Largely based on the experimental results and insights gathered in this project, we have formulated a model of speech development and disorders that can serve as a framework for a process-oriented approach to diagnosis and treatment planning of childhood speech disorders (Terband & Maassen, 2012; Terband, Maassen, & Maas, 2016a, 2016b). The framework leaves the current diagnostic classifications based on a description of behavioural symptoms and comprises two general diagnostic categories labelled “speech delay” and “developmental speech disorder” (Terband et al., 2016a, 2016b; Terband, Maassen, & Maas, 2019). Within these categories, treatment goals are formulated on the level of processes. A diagnosis comprises the assessment of two aspects; 1. characterisation of the developmental trajectory, and 2. identification of the processes involved and isolating the underlying core deficit. This process-oriented approach holds important advantages over the traditional method of diagnostic classification. It offers direct leads for treatment aimed at the specific underlying impairment tailored to the specific needs of the individual that is evaluated and adjusted in the course of the speech disorder.
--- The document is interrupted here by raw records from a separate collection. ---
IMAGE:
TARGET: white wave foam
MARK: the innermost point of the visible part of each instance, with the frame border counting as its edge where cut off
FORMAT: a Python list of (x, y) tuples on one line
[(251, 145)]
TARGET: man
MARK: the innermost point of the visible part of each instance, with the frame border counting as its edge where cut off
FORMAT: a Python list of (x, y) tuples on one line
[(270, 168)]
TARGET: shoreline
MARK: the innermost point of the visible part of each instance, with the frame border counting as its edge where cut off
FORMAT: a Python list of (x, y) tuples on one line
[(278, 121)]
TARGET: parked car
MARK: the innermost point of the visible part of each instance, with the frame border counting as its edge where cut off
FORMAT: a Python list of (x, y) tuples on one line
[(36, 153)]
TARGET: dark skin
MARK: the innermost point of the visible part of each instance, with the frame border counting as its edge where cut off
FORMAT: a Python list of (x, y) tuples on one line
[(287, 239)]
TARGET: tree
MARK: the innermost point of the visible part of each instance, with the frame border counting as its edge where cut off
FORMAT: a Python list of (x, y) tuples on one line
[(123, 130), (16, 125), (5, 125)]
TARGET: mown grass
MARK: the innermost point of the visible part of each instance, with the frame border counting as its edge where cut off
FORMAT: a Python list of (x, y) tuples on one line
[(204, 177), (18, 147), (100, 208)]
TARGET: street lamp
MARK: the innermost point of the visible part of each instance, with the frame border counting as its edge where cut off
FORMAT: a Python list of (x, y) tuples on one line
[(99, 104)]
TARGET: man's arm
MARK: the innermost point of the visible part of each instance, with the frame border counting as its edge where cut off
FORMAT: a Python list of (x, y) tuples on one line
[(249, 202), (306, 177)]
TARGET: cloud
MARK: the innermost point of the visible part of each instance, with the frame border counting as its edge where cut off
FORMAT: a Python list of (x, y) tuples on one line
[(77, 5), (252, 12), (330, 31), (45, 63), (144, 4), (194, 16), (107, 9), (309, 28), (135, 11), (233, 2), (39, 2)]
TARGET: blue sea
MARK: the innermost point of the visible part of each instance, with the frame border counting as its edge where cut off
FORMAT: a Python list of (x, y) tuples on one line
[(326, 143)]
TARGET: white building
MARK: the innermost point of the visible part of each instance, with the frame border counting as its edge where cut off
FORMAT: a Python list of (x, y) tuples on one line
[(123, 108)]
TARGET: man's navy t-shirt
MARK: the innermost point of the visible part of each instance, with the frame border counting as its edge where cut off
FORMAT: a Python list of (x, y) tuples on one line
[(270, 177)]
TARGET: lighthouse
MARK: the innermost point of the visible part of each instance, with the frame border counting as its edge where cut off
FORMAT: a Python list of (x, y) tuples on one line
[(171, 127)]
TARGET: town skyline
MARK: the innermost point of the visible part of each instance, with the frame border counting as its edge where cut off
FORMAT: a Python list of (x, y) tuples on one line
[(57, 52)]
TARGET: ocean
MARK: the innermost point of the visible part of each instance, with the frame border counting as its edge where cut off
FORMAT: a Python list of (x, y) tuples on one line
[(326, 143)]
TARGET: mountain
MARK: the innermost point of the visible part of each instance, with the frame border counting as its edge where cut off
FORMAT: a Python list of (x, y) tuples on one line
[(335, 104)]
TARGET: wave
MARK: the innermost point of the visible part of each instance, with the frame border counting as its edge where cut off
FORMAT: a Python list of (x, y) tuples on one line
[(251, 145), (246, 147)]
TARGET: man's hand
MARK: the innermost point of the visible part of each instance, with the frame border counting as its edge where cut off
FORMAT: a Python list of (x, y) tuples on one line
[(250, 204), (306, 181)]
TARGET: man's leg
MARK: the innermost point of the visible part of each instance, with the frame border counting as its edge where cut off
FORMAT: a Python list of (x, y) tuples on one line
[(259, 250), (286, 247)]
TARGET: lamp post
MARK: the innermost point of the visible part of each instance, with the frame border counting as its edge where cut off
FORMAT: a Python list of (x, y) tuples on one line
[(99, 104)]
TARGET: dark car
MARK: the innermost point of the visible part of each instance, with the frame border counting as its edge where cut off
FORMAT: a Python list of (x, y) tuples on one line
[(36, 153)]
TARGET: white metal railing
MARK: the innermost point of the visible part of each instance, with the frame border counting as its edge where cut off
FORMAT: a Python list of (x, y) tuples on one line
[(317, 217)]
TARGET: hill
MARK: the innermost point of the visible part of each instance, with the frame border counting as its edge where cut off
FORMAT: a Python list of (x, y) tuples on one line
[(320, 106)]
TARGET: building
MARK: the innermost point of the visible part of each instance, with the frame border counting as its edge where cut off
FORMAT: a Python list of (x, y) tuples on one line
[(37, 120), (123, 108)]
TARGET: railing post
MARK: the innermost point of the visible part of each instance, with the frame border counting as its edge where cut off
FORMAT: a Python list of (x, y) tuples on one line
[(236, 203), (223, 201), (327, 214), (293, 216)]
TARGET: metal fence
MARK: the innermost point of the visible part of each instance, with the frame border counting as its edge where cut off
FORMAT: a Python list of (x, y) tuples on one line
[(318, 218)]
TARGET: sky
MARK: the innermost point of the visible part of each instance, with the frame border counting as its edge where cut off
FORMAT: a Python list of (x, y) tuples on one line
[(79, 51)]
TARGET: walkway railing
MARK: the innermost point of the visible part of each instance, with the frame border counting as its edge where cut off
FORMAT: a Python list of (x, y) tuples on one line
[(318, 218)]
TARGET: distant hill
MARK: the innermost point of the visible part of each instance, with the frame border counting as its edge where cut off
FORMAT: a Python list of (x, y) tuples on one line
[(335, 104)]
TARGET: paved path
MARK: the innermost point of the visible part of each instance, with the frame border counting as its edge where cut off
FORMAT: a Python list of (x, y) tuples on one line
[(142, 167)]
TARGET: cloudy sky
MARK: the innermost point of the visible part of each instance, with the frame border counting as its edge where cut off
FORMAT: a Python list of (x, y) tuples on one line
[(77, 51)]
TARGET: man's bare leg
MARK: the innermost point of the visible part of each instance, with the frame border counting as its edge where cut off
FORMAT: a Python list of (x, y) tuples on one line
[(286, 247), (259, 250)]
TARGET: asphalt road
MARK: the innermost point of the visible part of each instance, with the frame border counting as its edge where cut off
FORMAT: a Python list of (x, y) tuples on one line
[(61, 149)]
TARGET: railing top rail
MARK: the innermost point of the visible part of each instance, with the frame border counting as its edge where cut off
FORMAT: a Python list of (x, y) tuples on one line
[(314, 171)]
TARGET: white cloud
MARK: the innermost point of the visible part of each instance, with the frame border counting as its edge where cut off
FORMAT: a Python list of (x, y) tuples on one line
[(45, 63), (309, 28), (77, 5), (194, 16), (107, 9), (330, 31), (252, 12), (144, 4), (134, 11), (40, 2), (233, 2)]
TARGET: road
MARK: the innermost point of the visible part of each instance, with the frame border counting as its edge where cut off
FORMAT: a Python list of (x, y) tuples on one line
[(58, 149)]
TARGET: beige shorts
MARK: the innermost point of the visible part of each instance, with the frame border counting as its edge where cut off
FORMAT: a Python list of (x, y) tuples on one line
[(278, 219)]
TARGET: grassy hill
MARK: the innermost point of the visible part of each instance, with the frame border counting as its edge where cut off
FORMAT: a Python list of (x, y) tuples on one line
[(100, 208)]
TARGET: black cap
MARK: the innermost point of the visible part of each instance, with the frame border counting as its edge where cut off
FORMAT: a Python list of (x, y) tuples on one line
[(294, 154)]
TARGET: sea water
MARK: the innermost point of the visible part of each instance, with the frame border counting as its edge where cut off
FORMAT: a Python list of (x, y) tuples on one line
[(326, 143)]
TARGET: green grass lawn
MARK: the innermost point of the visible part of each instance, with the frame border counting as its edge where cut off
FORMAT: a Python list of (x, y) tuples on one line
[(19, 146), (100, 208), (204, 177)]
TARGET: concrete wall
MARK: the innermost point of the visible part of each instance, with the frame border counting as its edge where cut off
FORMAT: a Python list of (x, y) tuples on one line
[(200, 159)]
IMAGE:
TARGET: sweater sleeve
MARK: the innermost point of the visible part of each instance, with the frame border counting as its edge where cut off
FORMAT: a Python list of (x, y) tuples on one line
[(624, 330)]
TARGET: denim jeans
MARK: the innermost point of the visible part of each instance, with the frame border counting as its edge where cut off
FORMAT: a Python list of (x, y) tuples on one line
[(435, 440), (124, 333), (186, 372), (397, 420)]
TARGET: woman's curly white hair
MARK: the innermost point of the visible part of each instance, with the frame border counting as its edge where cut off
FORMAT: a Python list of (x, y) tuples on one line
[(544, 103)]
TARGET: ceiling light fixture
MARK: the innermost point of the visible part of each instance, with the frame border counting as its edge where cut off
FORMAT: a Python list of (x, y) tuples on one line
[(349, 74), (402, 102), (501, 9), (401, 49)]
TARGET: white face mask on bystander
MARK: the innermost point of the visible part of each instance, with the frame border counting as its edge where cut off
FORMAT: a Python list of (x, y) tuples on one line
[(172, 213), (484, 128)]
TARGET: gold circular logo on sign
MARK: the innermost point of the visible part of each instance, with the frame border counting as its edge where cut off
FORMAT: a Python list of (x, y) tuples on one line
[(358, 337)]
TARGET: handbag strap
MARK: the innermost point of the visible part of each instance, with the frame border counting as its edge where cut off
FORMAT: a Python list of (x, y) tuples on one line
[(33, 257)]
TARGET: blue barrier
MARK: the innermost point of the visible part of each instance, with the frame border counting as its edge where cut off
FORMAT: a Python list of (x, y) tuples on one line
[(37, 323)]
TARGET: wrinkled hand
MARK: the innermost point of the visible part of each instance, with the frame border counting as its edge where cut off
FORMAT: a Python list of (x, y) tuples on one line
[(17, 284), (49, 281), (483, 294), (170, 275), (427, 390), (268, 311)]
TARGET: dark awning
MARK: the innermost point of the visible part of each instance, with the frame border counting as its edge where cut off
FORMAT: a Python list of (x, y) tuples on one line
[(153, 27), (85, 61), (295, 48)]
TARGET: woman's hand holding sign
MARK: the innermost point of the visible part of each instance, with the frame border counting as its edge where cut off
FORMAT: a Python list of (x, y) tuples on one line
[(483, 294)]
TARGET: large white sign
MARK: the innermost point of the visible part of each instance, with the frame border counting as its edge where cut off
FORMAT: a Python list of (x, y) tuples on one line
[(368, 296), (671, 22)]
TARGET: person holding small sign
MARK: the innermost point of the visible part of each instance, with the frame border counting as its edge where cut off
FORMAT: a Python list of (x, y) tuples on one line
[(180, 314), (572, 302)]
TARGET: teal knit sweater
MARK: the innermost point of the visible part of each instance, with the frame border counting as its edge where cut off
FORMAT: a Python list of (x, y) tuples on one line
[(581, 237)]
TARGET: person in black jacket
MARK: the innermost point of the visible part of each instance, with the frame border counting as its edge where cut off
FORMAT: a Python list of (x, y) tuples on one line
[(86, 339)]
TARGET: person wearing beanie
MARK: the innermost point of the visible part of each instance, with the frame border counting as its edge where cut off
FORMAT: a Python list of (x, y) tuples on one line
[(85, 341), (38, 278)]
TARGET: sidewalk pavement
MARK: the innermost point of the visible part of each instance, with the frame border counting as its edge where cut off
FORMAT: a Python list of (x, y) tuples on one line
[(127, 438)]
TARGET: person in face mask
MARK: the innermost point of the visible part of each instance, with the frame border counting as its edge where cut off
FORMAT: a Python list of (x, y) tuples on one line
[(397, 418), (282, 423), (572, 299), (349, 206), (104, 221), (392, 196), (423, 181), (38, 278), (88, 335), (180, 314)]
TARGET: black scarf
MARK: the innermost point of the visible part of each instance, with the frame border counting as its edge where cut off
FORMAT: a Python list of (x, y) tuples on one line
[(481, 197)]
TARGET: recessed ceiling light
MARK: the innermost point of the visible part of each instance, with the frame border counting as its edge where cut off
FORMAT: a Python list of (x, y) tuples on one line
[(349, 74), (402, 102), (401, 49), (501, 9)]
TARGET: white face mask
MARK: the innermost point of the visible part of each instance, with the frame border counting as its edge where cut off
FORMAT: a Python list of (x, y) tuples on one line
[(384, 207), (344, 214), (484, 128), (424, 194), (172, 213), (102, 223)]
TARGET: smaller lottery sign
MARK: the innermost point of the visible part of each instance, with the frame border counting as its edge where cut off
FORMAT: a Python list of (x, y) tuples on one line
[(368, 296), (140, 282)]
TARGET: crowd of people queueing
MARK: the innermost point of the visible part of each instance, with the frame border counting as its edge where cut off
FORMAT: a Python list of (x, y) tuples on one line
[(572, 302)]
The development of the Computer Articulation Instrument (CAI; Maassen et al., 2019) and its clinical validation (Diepeveen, van Haaften, Terband, de Swart, & Maassen, 2019; van Haaften et al., 2019) exemplifies a first important first step toward a user-friendly computer-based process-oriented assessment battery, yielding a comprehensive standardized and norm referenced speech profile that allows the assessment and characterisation of the developmental trajectory. The next step is to identify the processes involved and isolate the underlying core deficit(s) by means of a structured comparison of tasks and conditions to directly manipulate speech processes. The required experimental research methodology, e.g. masking noise, auditory perturbation, distorting kinaesthetic feedback, and short learning tasks (brief diagnostic therapies), has become available only recently, and we are currently working on their further development and refinement, and subsequently implementation.